Nada disso foi apagado por completo nos dias atuais. Por isso, vale notar como essa experiência coloca a sexualidade em lugares traumáticos e imaginariamente intrincados. Em sua aliança neurótica com o marido obsessivo, a mulher histérica burguesa talvez invejasse a possibilidade imaginária e fantasiosa de viver o desejo de maneira mais livre e vender a força de trabalho – por mais explorada que esta fosse – como forma de existência não acoplada à aliança com um marido que não a via como sujeito e que invariavelmente a apagava em seu desejo erótico ou articulado à dimensão política da existência – isto é, à dimensão adulta. Tal imaginário acirrava vinganças e rivalidades, sempre ambivalentes entre essas mulheres de diferentes classes que, por outro lado, se reconheciam nessas variações nas formas de opressão de gênero.

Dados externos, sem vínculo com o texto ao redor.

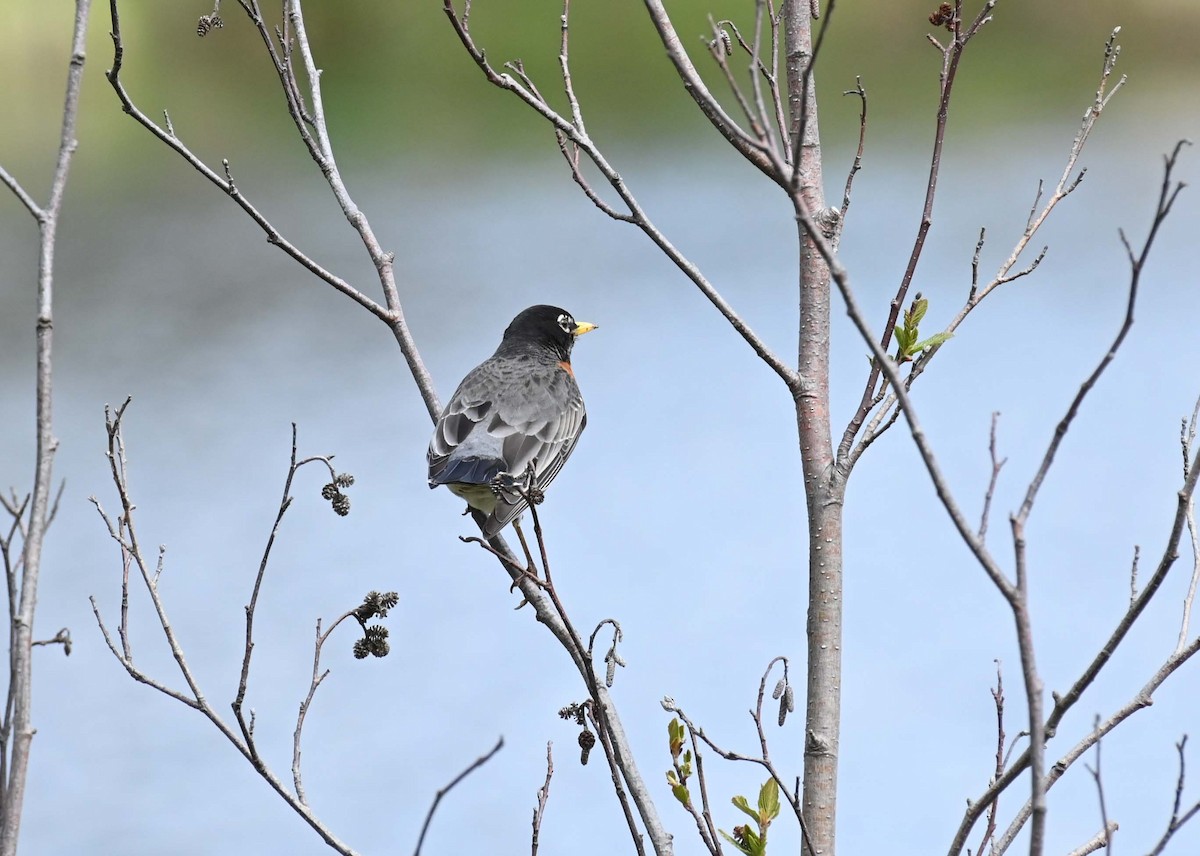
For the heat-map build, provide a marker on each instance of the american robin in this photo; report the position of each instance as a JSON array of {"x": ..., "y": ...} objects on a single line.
[{"x": 520, "y": 406}]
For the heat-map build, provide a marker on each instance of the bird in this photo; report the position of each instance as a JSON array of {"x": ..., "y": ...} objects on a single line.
[{"x": 519, "y": 407}]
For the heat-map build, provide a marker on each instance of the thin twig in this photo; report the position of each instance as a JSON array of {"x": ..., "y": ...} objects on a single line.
[
  {"x": 996, "y": 465},
  {"x": 543, "y": 797},
  {"x": 437, "y": 800}
]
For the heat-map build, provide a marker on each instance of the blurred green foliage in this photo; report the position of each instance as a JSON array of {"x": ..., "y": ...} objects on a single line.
[{"x": 396, "y": 79}]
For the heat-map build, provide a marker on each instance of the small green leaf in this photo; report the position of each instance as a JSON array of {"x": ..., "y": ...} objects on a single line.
[
  {"x": 919, "y": 306},
  {"x": 936, "y": 339},
  {"x": 768, "y": 802},
  {"x": 675, "y": 735},
  {"x": 735, "y": 842},
  {"x": 743, "y": 804}
]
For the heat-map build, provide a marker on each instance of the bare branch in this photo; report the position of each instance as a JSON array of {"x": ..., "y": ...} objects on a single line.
[
  {"x": 321, "y": 150},
  {"x": 543, "y": 797},
  {"x": 17, "y": 734},
  {"x": 1177, "y": 820},
  {"x": 437, "y": 800},
  {"x": 996, "y": 465},
  {"x": 577, "y": 136}
]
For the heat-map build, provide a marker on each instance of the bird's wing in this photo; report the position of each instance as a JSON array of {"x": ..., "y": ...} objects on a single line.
[
  {"x": 495, "y": 414},
  {"x": 543, "y": 428}
]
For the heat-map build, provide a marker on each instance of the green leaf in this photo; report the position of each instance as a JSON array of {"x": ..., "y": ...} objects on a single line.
[
  {"x": 675, "y": 734},
  {"x": 768, "y": 802},
  {"x": 739, "y": 845},
  {"x": 743, "y": 804},
  {"x": 936, "y": 339},
  {"x": 917, "y": 312}
]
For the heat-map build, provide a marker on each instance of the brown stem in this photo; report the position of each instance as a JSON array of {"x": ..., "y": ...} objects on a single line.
[{"x": 19, "y": 723}]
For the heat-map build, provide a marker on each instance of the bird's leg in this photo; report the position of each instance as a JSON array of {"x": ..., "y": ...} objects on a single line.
[
  {"x": 529, "y": 489},
  {"x": 531, "y": 569},
  {"x": 505, "y": 486}
]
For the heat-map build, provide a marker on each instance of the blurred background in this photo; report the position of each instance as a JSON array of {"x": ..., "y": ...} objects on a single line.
[{"x": 681, "y": 514}]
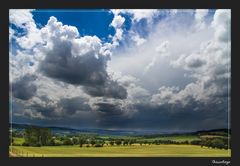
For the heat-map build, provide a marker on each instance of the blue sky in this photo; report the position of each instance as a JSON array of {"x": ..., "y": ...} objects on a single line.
[
  {"x": 89, "y": 22},
  {"x": 121, "y": 69}
]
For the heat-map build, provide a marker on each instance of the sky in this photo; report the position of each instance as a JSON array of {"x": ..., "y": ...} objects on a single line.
[{"x": 135, "y": 69}]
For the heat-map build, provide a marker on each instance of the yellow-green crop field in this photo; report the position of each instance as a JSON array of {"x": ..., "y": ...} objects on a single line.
[{"x": 119, "y": 151}]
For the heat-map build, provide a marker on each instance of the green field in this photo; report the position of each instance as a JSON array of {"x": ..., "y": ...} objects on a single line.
[{"x": 120, "y": 151}]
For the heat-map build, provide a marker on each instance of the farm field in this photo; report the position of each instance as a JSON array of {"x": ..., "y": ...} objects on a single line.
[{"x": 120, "y": 151}]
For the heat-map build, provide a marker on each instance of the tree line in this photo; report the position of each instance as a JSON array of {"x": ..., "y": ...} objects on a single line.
[{"x": 37, "y": 136}]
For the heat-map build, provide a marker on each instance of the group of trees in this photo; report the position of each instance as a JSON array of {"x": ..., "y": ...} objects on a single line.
[
  {"x": 219, "y": 142},
  {"x": 36, "y": 136}
]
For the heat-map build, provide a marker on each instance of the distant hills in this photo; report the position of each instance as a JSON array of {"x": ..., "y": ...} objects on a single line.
[{"x": 66, "y": 130}]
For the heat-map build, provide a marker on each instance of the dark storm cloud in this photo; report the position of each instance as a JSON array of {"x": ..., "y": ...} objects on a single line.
[
  {"x": 82, "y": 70},
  {"x": 109, "y": 109},
  {"x": 47, "y": 111},
  {"x": 110, "y": 89},
  {"x": 87, "y": 69},
  {"x": 71, "y": 105},
  {"x": 24, "y": 88},
  {"x": 196, "y": 63}
]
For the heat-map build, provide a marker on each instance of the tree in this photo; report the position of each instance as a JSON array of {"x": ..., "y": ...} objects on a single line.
[
  {"x": 75, "y": 140},
  {"x": 92, "y": 142},
  {"x": 81, "y": 141},
  {"x": 37, "y": 136},
  {"x": 67, "y": 141},
  {"x": 118, "y": 142},
  {"x": 111, "y": 143}
]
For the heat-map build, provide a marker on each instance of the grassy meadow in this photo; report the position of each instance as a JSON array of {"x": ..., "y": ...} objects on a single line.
[{"x": 135, "y": 150}]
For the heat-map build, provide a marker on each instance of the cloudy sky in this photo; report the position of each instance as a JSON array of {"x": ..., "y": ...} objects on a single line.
[{"x": 165, "y": 70}]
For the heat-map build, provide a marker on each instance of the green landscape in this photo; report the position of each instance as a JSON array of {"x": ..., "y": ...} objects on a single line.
[{"x": 34, "y": 141}]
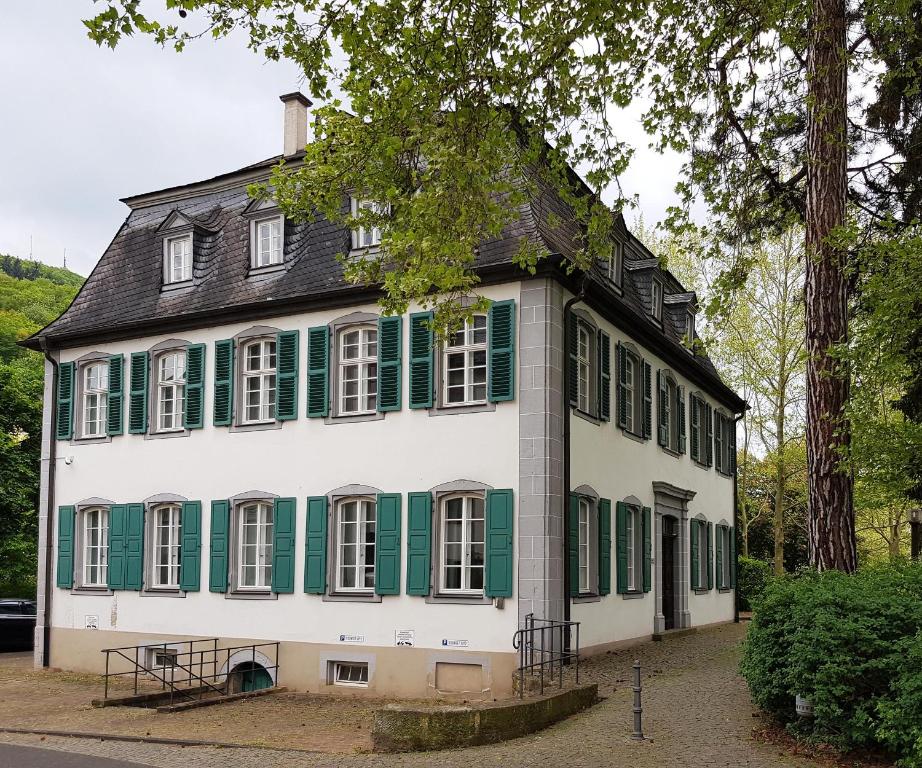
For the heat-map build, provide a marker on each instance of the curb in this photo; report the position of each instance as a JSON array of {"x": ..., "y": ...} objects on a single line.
[{"x": 153, "y": 740}]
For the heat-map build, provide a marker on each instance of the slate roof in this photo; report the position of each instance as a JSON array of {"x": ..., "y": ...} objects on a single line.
[{"x": 123, "y": 295}]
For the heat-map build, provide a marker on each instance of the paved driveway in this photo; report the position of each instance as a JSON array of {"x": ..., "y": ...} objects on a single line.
[{"x": 697, "y": 714}]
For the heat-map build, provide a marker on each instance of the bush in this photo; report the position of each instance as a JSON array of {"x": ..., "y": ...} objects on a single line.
[
  {"x": 752, "y": 576},
  {"x": 843, "y": 642}
]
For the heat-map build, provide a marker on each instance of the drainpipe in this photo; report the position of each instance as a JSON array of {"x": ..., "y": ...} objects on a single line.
[
  {"x": 736, "y": 512},
  {"x": 49, "y": 517},
  {"x": 566, "y": 449}
]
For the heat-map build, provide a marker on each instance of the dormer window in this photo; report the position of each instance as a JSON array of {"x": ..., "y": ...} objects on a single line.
[
  {"x": 267, "y": 242},
  {"x": 177, "y": 259},
  {"x": 656, "y": 299}
]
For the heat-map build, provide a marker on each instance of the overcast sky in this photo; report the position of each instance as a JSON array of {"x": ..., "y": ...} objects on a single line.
[{"x": 83, "y": 127}]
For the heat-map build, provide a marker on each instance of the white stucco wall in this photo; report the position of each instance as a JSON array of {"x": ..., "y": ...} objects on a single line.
[
  {"x": 407, "y": 451},
  {"x": 617, "y": 466}
]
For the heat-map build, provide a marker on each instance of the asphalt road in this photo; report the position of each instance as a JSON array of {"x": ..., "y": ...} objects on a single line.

Em A sedução e as artimanhas do poder, Saidyia Hartman estuda os sistemas de jurisdição no período de escravidão estadunidense, mostrando o paradoxo reservado às mulheres escravizadas. No caso judicial conhecido como Estado de Missouri vs Célia, a autora indica como o consentimento para que houvesse relação sexual entre mulheres escravizadas e seus senhores simplesmente não se inscrevia como condição para que acontecesse ou não o sexo entre eles. Como objetos, a elas não estava preservada a suposição de capacidade deliberativa sobre sua vontade. Por outro lado, quando Célia assassinou seu senhor após ele tê-la estuprado por quatro anos consecutivos, sua vontade passou a valer para a penalização criminal e ela foi condenada pela suprema corte. O discurso da sedução dotava de força a fraqueza da mulher oprimida. Justificava violações sexuais e revanches de mulheres brancas que viam seus maridos obcecados pelo que lhes parecia escapar às regras que orientavam a engrenagem produtivista do Capital, embora claramente estivessem em seu cerne constitutivo desde o início.

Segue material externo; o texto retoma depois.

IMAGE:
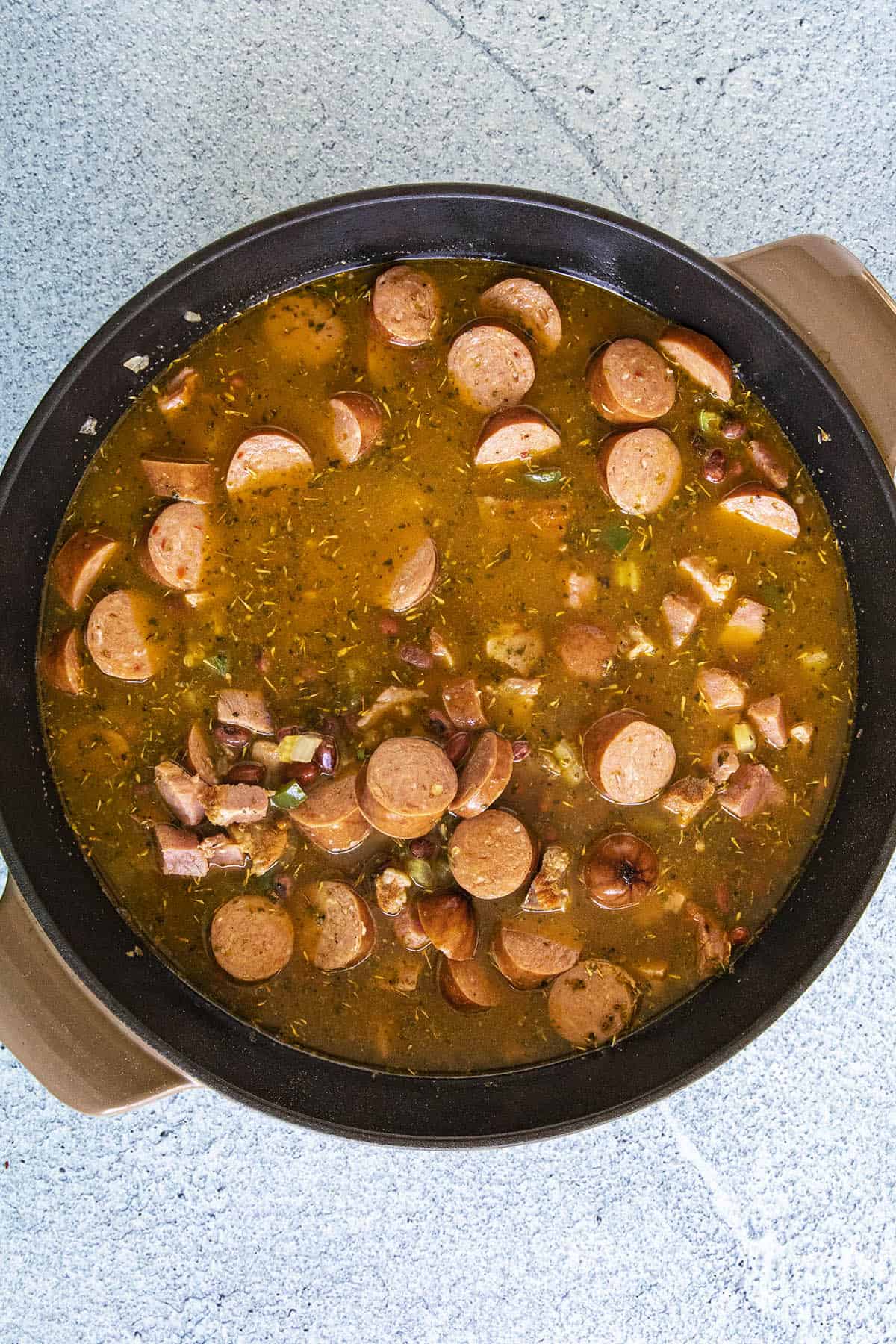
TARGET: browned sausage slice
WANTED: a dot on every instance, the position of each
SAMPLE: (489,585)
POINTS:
(120,640)
(467,986)
(267,457)
(763,507)
(178,544)
(449,922)
(405,305)
(80,564)
(485,776)
(347,932)
(628,759)
(593,1003)
(358,423)
(527,959)
(629,383)
(491,366)
(492,855)
(60,663)
(180,479)
(415,579)
(640,470)
(588,650)
(252,939)
(527,304)
(514,436)
(700,358)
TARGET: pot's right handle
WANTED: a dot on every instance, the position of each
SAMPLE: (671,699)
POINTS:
(842,314)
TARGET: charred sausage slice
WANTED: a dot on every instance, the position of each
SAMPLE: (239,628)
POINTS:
(267,457)
(80,564)
(640,470)
(527,959)
(630,383)
(514,435)
(593,1003)
(405,305)
(120,640)
(252,939)
(358,423)
(700,358)
(491,366)
(527,304)
(628,759)
(492,855)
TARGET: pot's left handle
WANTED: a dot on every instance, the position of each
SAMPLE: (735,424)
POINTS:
(60,1030)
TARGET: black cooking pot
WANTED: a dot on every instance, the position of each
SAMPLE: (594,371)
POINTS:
(161,1015)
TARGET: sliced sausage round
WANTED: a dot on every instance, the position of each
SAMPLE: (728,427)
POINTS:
(449,922)
(415,579)
(527,959)
(178,544)
(358,423)
(593,1003)
(700,359)
(630,383)
(586,651)
(252,939)
(491,366)
(640,470)
(492,855)
(120,640)
(80,564)
(467,986)
(347,930)
(485,776)
(765,507)
(267,457)
(405,305)
(60,663)
(628,759)
(514,435)
(527,304)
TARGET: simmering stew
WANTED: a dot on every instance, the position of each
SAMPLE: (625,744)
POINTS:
(448,667)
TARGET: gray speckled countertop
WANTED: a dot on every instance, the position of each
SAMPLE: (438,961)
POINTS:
(758,1204)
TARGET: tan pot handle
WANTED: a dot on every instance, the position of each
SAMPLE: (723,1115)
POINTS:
(842,314)
(60,1031)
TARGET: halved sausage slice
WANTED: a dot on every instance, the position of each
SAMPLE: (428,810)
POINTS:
(120,638)
(358,423)
(405,305)
(347,932)
(178,544)
(485,776)
(80,564)
(415,579)
(763,507)
(629,383)
(180,479)
(700,358)
(492,855)
(252,939)
(527,959)
(514,436)
(60,663)
(449,922)
(628,759)
(491,366)
(593,1003)
(267,457)
(640,470)
(527,304)
(588,650)
(467,986)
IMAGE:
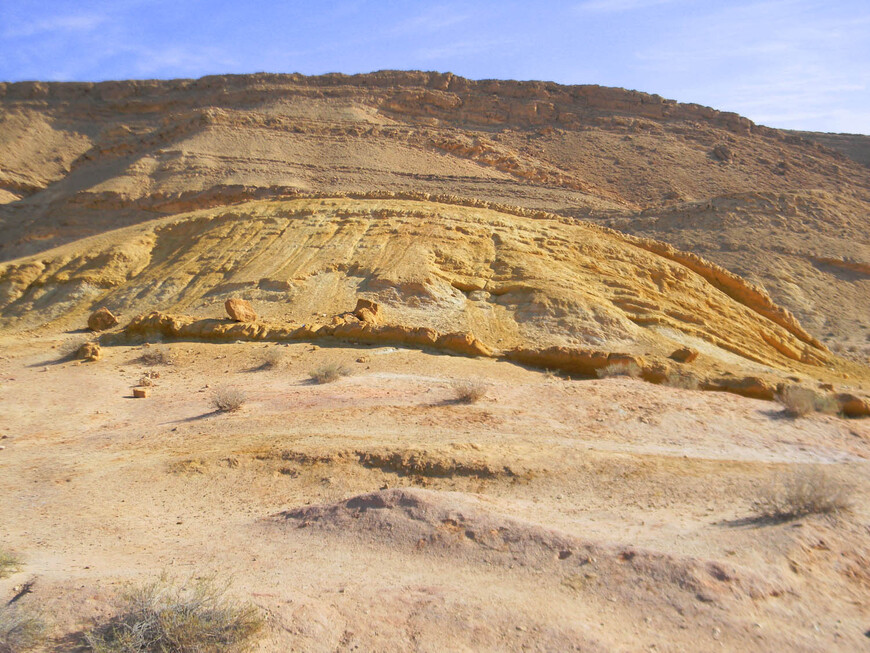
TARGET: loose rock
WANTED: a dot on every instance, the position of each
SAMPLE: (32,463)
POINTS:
(90,351)
(240,310)
(102,319)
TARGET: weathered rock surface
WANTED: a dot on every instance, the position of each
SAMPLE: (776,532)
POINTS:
(90,351)
(240,310)
(101,319)
(684,355)
(781,206)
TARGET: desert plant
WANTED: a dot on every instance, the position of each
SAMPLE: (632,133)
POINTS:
(624,368)
(329,372)
(682,380)
(806,491)
(798,401)
(228,400)
(9,562)
(156,356)
(161,617)
(273,359)
(468,392)
(20,629)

Nessas densas camadas que sustentam o patriarcado colonial, o poder de homens brancos heterossexuais de classe alta também precisa ser pensado em seus processos de formação por séries repetitivas. Aqui vimos como o menino branco já nasce com um poder que lhe parece mágico e sem prerrogativas. O olhar da babá o confirma, mas ele não sabe muito bem como responder a tal suposição, evidentemente equivocada. Sem serem propriamente heróis, os meninos pequenos, ao perceberem seu poder aleatório – não tinham feito nada para conquistá-lo, além de terem nascido em lar burguês – e terem de exercê-lo de forma precoce e sexualmente invasiva e traumática, muitas vezes respondem, já na vida adulta, violentamente no interior de tal arranjo. Nesse quadro estrutural, o patrãozinho supostamente conserva mais poder que uma mulher capaz de executar as mais sofisticadas atividades intelectuais, afetivas e corporais. Se com o menino pequeno a dinâmica erótica muitas vezes podia forjar uma espécie de poder para as mulheres trabalhadoras, com homens adultos casos de assédio e abuso em relação às mulheres escravizadas no período colonial reafirmavam efetivamente o poder dos senhores de engenho e proprietários de terras.

Indicar esses intrincados processos e mediações em certa medida expostos e ao mesmo tempo velados pela psicanálise não visa justificar ou minimizar a responsabilidade dos atores que compõem diferentes cenas de violência, mas pretende antes indicar como julgamentos morais abstratos, destituídos de densidade material e histórica, perdem de vista os meandros das formações sintomáticas psíquicas, sociais e políticas.

Alessandra Affortunati Martins é psicanalista e doutora em Psicologia Social e do Trabalho pela USP. Autora de Sublimação e Unheimliche (Pearson, 2017), A abstração e o sensível: Três ensaios sobre o Moisés de Freud (E-galáxia, 2020) e organizadora de Freud e o patriarcado (Hedra, 2020).